Australian technology news, reviews, and guides to help you
Australian technology news, reviews, and guides to help you
Using a smartphone

Vodafone adds passes for mobile media (with a catch)

Our mobiles are used for more than just phone calls these days, and if you’re a Vodafone customer, you’ll be able to account for some of the extra media in your life with a flat rate. Kinda.

If you happen to use your phone to listen to a lot of music or watch lots of video, you may be eating your data more than you’d otherwise like. While the likes of social media and chat can incur little amounts of data, services like music and video all add up, taking away from your monthly data cap.

It’s a problem that can hit any modern mobile user, and one Vodafone has been looking at, with the telco arriving on a solution for its customers: flat rates to deal with the services.

This week, Vodafone is introducing passes starting from $5 monthly to make services unlimited, meaning they won’t impact your regular plan’s data caps.

“The beauty of the Vodafone global network is that our customers in Australia enjoy the benefit of products and services that have been tried and tested in other markets around the world,” said Ben McIntosh, Chief Commercial Officer for Vodafone in Australia.

Social networking apps on a smartphone
Select social networking apps will be provided with unlimited access capped at a maximum speed for a monthly price on Vodafone.

The newly introduced passes will work across social media services, chat services, music services, and video services, with the chat option costing $5 per month, the social and music hitting $10 per month, while video’s unlimited availability is $15 per month extra from what you may already pay to Vodafone, though they come with come catches.

For instance, while the $5 “Chat” pass handles Facebook Messenger, Viber, and WhatsApp, it’s distinct from the “Social” pass, which allows unmetered streaming in Facebook, Instagram, Twitter, and Pinterest for $10 monthly.

The passes will also cap speeds at 1.5Mbps, making them very, very similar to the unlimited plans Vodafone started offering in May.

That may not necessarily provide the best performance for people on the Vodafone’s “Video” pass, which includes Netflix, Amazon Prime, and Stan for $15 per month, likely providing more than enough for standard definition video, though not necessarily at the highest quality a phone or tablet will allow.

Things get a little weird with Vodafone’s “Music” pass, which at $10 monthly, provides unmetered access to Amazon Music, Spotify, Tidal, Deezer, and Soundcloud, but not to rival services Apple Music, iHeartRadio or Google Play Music.
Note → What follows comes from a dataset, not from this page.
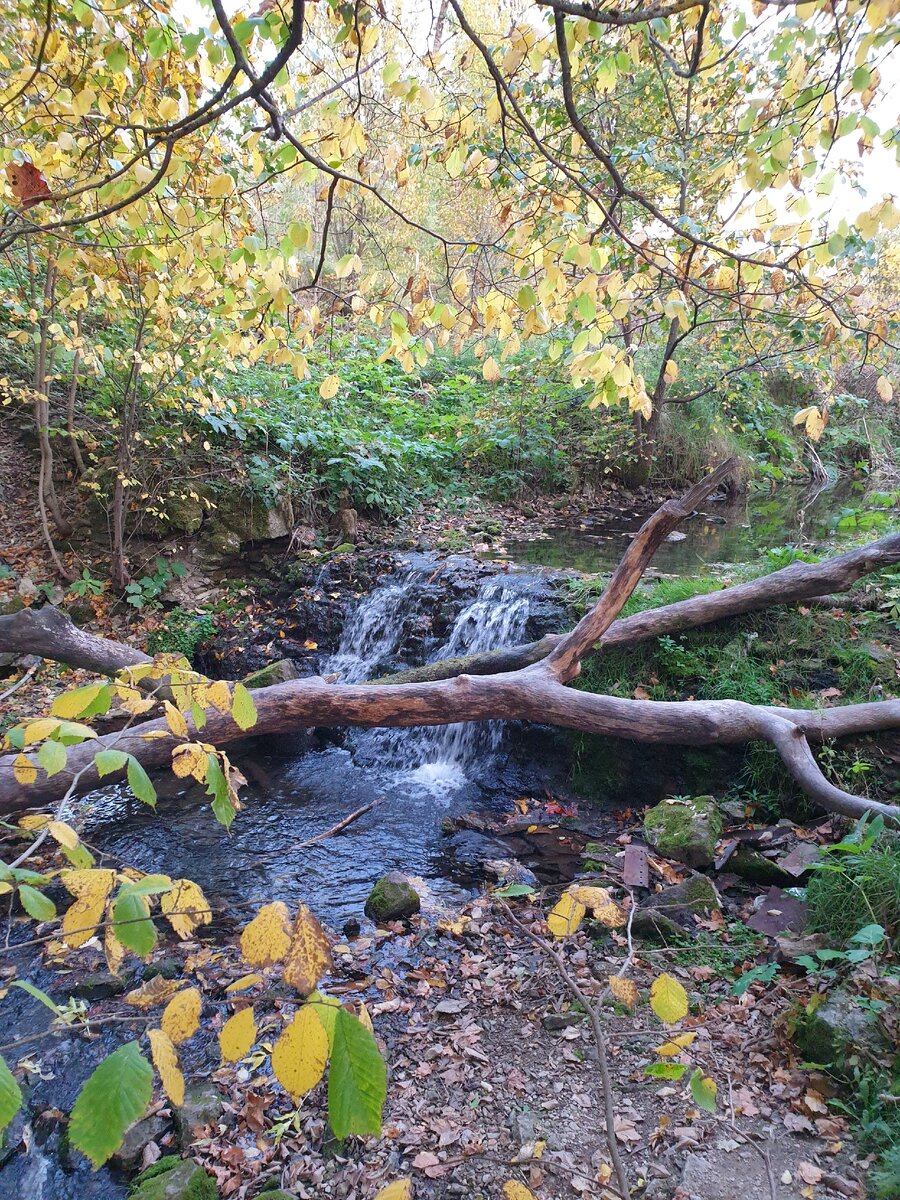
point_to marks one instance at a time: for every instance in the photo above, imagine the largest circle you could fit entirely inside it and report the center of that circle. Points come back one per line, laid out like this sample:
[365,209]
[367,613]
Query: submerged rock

Likewise, the video pass lacks YouTube, one of the services we’d expect to see in there.

Vodafone told Pickr that while it has “launched with the existing partners that Vodafone Passes has around the world”, over time it was “open to partnering with more content providers”.
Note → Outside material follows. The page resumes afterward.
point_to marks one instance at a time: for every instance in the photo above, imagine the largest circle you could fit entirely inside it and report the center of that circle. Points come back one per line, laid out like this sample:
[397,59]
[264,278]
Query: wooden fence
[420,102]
That means that Vodafone could see services like Apple Music — which is available unmetered on Telstra — see unmetered access on Vodafone in the near future, while Google Play Music and iHeartRadio — which are currently unmetered on Optus — may see inclusion later on as well.

While numerous services are provided in Vodafone’s Music pass, Google Play Music is not one of them.

And it also may not, though at the capped speed of 1.5Mbps, we’re not sure if Vodafone’s additions are as generous as the passes suggest. For instance, the passes can’t be shared between devices, meaning if you have more than one SIM in your account — one for a phone and one for a tablet — the unmetered access will only work for one device, likely the phone.

In essence, they seem to be providing that burst of Vodafone’s take on what constitutes unlimited access provided as an extra for plans not high enough to be included in the unlimited options.

There’s also that question of download amounts being relevant. While the data always adds up, data will be larger from audio and video, but less so from the likes of social and chat.

That means the $10 and $15 passes for Music and Video options on Vodafone may be justified, but Chat and Social for $5 and $10 extra probably less so. Essentially, you’d have to be doing a lot of social media to make that $10 monthly pass worth its while.

But the options are available this week, and if you do a lot of chatting, social, music streaming or video, and you have no intentions of switching to an unlimited plan, these might be worth checking out, though we’d look at your needs before deciding bang on that these were for you.

If Tidal ever includes 24-bit streaming in its mobile app (it didn’t at the time we reviewed it), it could make the $10 Music pass worthwhile on Vodafone. Those high-def streams aren’t small.